Solía salir por la
ciudad en busca de ellas, de palomas heridas por alguna pedrada o el desgarro
de alguna de sus alas con algún cable en un desafortunado vuelo. Debilitadas,
siempre las encontraba en algún rincón, a pata coja y con el ala arrastra por
el suelo, entre la porquería de bolsas de chucherías, colillas y restos de hojas secas.
Las tomaba entre las dos manos, y buscaba con su índice el agitado corazón del animal, para sentir el
miedo ajeno palpitando entre los dedos. Eso provocaba en el suyo el mismo
efecto, como una descarga de adrenalina que le aumentaba el ritmo hasta la taquicardia. Le
gustaba experimentar ese instante de común agitación, para después ir
serenándose lentamente. Era uno de sus ejercicios de autocontrol.
Las acariciaba y las
acercaba a su mejilla, les prodigaba arrumacos y les susurraba. Luego, las
introducía en una especie de jaula y las llevaba a su casa, a las afueras de la
ciudad. Allí, en un cuarto convertido en palomar, vendaba sus patas y
recomponía aquellas alas inservibles para el vuelo. Les ponía comida, les
acariciaba el fino plumaje de su cuello, y también les ponía nombre. Se
afianzaba aquella relación de dependencia entre el animal herido y su sanador.
Crecía día a día su confianza, hasta comer en las palmas de sus manos. Cuando
eso sucedía, él hinchaba su pecho con una profunda satisfacción mientras sentía
el picoteo, casi hiriente pero inmensamente placentero, de las aves en sus
manos.
Llegado el momento en
el que las heridas habían sanado por completo, llevaba a cabo el mismo ritual.

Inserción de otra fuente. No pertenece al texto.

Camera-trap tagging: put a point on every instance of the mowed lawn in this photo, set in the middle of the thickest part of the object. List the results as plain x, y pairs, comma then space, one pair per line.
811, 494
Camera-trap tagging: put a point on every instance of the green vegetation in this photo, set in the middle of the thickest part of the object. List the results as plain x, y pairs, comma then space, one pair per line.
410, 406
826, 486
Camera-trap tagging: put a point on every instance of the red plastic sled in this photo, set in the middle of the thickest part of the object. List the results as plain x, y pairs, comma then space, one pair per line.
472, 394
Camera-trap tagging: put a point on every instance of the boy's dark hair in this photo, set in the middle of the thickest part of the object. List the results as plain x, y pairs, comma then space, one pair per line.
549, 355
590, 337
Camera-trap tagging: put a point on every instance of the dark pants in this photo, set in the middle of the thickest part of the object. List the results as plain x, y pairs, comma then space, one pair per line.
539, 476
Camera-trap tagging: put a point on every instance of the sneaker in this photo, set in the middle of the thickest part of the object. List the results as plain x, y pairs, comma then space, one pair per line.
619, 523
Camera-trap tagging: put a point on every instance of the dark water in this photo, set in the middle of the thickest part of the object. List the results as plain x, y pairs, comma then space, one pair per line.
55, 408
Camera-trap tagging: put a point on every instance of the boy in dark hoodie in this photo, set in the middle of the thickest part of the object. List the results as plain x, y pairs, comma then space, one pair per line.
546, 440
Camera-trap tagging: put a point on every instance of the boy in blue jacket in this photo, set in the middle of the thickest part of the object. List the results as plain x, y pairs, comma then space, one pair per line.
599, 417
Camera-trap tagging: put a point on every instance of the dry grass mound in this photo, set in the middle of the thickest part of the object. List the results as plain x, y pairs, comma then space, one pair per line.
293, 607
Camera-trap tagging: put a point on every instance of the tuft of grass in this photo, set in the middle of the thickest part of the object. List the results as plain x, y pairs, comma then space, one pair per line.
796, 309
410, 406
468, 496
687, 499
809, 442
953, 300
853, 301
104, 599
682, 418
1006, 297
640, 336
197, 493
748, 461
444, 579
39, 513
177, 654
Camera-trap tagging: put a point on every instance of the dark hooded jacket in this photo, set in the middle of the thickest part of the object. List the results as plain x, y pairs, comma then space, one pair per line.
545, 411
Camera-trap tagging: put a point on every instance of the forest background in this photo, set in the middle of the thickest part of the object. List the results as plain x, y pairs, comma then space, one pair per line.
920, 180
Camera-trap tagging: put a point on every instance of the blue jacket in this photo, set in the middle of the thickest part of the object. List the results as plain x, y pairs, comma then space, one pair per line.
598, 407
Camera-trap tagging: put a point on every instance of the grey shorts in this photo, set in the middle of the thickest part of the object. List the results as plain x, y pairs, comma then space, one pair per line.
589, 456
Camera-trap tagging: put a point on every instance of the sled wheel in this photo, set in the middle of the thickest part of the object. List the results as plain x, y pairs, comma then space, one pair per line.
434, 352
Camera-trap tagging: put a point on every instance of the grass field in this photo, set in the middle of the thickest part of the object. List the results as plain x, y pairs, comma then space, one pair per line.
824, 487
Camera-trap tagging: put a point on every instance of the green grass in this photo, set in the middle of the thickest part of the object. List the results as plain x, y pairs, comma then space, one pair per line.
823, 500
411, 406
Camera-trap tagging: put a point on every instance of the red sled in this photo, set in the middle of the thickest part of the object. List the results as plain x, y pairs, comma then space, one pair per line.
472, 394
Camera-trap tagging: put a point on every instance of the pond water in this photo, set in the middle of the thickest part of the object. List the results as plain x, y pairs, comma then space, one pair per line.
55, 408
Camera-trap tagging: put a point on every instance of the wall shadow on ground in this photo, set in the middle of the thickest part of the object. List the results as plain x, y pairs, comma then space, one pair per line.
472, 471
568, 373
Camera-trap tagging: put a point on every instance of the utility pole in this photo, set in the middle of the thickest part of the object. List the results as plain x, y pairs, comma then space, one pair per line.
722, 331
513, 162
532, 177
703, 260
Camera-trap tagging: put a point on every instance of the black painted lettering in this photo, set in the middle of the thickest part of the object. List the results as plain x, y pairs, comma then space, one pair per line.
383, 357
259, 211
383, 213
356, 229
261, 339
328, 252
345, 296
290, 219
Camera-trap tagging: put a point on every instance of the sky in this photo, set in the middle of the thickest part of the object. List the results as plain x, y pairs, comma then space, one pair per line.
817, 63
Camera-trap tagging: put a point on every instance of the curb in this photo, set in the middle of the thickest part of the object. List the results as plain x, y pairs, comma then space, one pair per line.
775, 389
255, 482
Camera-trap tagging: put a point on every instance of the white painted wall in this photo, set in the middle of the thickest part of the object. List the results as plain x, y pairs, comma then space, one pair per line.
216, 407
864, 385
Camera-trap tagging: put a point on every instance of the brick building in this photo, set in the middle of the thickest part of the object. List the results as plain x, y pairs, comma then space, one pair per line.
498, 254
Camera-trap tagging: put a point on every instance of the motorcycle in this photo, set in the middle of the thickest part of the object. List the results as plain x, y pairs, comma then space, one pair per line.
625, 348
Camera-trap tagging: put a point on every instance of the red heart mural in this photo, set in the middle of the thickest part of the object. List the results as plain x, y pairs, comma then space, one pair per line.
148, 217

Había llegado el momento de comprobar si eran capaces de volar solas, de
remontar su vuelo hacia el cielo tras la herida. Había que comprobar si, además
de las heridas, se había reparado la confianza en su propio instinto de volar. Y
así, las ponía, una a una, en la ventana abierta de par en par y las animaba a
lanzarse al vacío. Algunas dudaban, pero bastaba un leve empujón de su sanador
para saltar al vacío y abrir las alas. Por un momento, parecía un vuelo
atropellado, descoordinado, como si las alas no respondiesen a la orden de
batirse y buscar las corrientes de aire favorables. Temía que cayesen de bruces
y volviesen a lastimarse, y hubiese que comenzar de nuevo el arduo proceso de
darles confianza. Pero el instinto animal se impuso, y las alas comenzaron a
agitarse con destreza y a tomar altura. No terminaban de alejarse, como si con
su cercano vuelo mostrasen su agradecimiento. Él las observaba por breves
segundos. Después, entraba al cuarto, rebuscaba en un viejo baúl, sacaba la
escopeta de caza y, de nuevo en la ventana, las abatía una por una.